Workshops and lectures about decision making center around tools, data and processes. The thinking goes that to make the best decisions, the best data must be available and properly used. And since we often have lots of data, we need tools for parsing, analyzing, understanding and displaying that data.
These tools and approaches are important and can bring significant clarity to the decisions that must be made on big projects and complex problems. The challenge with this training and mindset is that we think problem solving and decision making are all about the right approach, the right tool and enough data.
In a research setting or laboratory, that might be correct.
But that likely isn’t the environment you work in. You work in the real world – a messy place filled with exceptions, complications and people. Unfortunately for the proponents and purveyors of the complex decision-making tools, this messiness means that while the tools and approaches are important and useful, they fall short of giving us exactly what we need.
When we are making decisions in the real-world organizations, there are two factors that the models and tools don’t take into account:
- The relative urgency of the decision – how fast must it be made.
- The importance of engagement – how important is it that people agree with, support and will implement the decision.
And without weighing these two factors into your decision-making process you won’t make the best decisions.
The urgency or speed hints at the relative need for the deeply-involved tools from the start. The weighing factor here is – how soon is this decision required? When the urgency level is high and we need to get on with it, the complex tools at our disposal are superfluous. This might seem to be an obvious statement, yet it needs to be said, because at times the process gets in the way of the decision.
The relative importance of buy-in and agreement of others is the other factor to weigh. If the decision needs to be made quickly, engaging others for their ideas or data might take too long; yet when we ask people for input or involve them in the decision-making process, we get more ownership and buy-in.

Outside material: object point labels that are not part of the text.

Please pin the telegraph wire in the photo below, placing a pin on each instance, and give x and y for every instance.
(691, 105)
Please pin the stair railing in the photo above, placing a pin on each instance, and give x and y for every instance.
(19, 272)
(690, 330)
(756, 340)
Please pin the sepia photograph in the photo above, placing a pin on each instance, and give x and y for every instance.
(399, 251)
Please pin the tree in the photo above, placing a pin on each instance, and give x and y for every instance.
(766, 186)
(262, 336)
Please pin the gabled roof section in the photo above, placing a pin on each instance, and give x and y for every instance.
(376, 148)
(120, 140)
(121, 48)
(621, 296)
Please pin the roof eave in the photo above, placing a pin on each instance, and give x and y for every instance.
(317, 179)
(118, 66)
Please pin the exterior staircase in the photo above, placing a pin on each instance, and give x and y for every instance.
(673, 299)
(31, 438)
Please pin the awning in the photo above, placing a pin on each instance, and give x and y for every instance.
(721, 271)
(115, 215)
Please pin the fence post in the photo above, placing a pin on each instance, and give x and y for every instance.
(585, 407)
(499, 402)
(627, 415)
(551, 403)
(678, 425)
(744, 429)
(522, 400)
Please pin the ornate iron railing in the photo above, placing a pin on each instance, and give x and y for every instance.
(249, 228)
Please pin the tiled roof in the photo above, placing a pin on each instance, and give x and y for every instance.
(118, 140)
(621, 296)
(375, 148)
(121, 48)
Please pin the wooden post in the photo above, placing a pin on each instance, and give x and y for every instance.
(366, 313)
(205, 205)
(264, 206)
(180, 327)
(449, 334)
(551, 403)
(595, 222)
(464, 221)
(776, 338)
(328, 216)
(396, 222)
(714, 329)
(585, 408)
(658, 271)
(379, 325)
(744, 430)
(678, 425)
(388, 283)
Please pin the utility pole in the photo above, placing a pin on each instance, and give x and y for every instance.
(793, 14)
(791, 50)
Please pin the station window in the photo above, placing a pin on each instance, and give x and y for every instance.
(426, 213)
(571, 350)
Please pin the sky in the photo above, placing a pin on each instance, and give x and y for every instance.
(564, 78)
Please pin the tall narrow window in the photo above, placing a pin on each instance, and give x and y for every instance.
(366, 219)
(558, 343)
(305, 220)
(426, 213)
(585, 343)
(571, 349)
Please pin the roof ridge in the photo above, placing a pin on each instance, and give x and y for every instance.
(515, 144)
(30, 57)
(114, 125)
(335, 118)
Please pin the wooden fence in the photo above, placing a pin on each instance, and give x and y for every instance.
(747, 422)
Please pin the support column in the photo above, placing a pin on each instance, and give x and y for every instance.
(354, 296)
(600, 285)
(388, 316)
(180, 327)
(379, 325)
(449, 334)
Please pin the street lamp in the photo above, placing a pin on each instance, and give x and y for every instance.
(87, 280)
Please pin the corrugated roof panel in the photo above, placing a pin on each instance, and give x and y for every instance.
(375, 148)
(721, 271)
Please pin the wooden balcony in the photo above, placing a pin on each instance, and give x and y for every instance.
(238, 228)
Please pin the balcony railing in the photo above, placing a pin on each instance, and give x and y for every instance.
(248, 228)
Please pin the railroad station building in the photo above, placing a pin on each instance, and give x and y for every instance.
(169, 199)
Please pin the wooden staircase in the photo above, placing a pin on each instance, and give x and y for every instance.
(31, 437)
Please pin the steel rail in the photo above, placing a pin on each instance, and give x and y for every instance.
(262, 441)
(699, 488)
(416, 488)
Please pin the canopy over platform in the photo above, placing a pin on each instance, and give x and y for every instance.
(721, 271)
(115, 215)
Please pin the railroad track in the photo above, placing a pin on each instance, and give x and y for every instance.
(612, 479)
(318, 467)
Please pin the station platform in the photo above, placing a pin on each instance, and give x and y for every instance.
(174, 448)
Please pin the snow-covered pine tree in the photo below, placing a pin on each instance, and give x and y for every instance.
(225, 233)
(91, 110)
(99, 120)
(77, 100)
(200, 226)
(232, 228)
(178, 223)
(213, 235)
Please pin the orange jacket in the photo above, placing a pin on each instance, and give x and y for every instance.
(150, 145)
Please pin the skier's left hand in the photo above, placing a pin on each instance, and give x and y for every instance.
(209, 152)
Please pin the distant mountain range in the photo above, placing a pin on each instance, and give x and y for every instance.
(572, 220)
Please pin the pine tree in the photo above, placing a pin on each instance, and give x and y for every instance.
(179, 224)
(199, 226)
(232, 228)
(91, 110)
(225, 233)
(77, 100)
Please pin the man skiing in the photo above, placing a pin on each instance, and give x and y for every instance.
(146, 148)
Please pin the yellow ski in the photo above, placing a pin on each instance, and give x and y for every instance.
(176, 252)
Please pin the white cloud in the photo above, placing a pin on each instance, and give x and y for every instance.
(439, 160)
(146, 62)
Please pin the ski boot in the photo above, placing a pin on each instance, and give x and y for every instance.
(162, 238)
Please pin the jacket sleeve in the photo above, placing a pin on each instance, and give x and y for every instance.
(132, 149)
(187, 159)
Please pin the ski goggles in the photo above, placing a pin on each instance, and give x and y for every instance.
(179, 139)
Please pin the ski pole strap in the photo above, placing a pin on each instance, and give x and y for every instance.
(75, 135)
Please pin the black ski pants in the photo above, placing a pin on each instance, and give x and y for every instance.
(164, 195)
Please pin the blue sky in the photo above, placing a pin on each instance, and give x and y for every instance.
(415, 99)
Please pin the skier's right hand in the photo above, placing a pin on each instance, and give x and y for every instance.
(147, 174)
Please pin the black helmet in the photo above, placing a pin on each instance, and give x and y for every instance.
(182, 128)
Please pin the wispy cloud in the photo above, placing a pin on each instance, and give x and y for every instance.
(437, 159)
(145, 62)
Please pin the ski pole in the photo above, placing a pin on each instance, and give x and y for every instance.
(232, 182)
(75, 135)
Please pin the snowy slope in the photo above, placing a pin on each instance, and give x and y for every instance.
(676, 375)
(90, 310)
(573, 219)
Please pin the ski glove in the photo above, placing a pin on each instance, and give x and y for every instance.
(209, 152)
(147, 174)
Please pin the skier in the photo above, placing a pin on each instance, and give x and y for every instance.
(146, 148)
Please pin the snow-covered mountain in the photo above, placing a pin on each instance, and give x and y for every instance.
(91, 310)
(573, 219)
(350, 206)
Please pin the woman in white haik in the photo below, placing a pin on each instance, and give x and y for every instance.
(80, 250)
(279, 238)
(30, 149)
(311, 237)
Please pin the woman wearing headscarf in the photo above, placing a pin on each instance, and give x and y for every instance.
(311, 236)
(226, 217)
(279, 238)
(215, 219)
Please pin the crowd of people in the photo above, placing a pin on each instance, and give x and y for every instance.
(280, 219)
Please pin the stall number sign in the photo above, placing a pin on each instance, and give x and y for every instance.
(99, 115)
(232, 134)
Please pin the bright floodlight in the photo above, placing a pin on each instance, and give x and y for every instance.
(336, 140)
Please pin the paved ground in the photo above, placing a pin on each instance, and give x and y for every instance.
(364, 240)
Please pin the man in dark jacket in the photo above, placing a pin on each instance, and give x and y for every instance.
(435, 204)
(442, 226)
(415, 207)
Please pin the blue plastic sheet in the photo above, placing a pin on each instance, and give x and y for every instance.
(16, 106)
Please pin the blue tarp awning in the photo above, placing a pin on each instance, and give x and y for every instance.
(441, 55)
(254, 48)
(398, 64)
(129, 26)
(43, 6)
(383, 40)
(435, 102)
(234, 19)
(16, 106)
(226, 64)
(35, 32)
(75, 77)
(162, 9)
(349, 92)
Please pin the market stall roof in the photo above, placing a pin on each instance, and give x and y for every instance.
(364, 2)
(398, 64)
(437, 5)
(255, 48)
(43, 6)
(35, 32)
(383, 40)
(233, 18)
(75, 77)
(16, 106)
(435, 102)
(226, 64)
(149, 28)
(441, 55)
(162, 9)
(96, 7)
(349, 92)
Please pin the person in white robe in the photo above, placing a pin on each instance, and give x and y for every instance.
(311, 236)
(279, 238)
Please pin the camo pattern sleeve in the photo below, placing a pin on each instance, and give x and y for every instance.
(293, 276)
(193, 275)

Organizational decision making is about more than the processes and data (as important as they are), it is also about the speed with which the decision must be made and how important it is that people are ready to comply, act and implement that decision.
The messiness comes, in part, because speed and buy-in are competing factors. We can raise buy-in with time spent, and buy-in may suffer when speed is of the essence.
Which leaves us with this question . . .
How can we build buy-in without increasing the time required?
This is a great question, leading us to the “big key” promised in the title.
There is a key to organizational decision making, that can allow speed and buy-in to grow independently or even at the same time. It isn’t about the data or the facts, the process we’ve used or the ROI.
If you want decisions that are more completely and effectively implemented in your organization, in less time, build organizational trust.
Do your team members trust you and your judgment?
Do you trust them and their experience and wisdom?
Know that when the answers to these questions are emphatically yes, the decisions you make can be made faster and with greater agreement, regardless of the approach taken to get there.
Tools, approaches and processes are important, and the more of those you have in your toolkit, the more effective you will be at solving problems and making decisions . . . and . . . time spent granting, building and gaining trust will pay greater dividends than you might have thought before you read this article.